Louis Cameron, Darwin

Degree: PhD
Course: English
Supervisor: Dr Christopher Tilmouth
Dissertation Title: Early Modern Ironism: Contingency and Commitment in English Thought, c. 1640–90

Biographical Information

I read English as an undergraduate at Merton College, Oxford, where I received a first and the Gibbs Prize for distinguished performance in my Finals examinations. I completed my MPhil at Cambridge under a Clare Hall Boak Studentship, ranking second in my cohort.

My current doctoral studies are generously funded by the Vice-Chancellor’s & Darwin College Dr Pamela Raspe Studentship.

I welcome enquiries to supervise the English Literature 1500–1700 and Practical Criticism papers, as well as dissertations related to my research interests. 

 

Research Interests

My doctoral research examines irony as a rhetorical mode and a psychological attitude in seventeenth-century texts of various genres. I am particularly concerned with early modern theology, epistemology, and natural philosophy, and with writers including Joseph Hall, John Milton, Lucy Hutchinson, Thomas Hobbes, Margaret Cavendish, Robert Boyle, and John Locke. I also examine the work of Schlegel, Kierkegaard, and Richard Rorty as it relates to my interest in the aesthetics, ethics, and politics of irony. 
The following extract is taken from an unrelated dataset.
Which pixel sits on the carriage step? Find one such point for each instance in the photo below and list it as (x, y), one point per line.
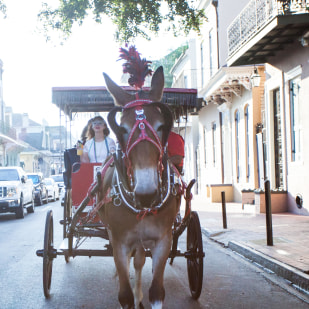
(93, 233)
(68, 221)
My other interests include early modern biblical interpretation and biblical poetics, early modern ecological thinking, and the concept of the ineffable in early modern thought.

Selected Publications

“Contingency, Irony, and Sociability: Robert Boyle’s Experimental Style.” The Seventeenth Century, March 2025, 1–26. doi:10.1080/0268117X.2025.2477781.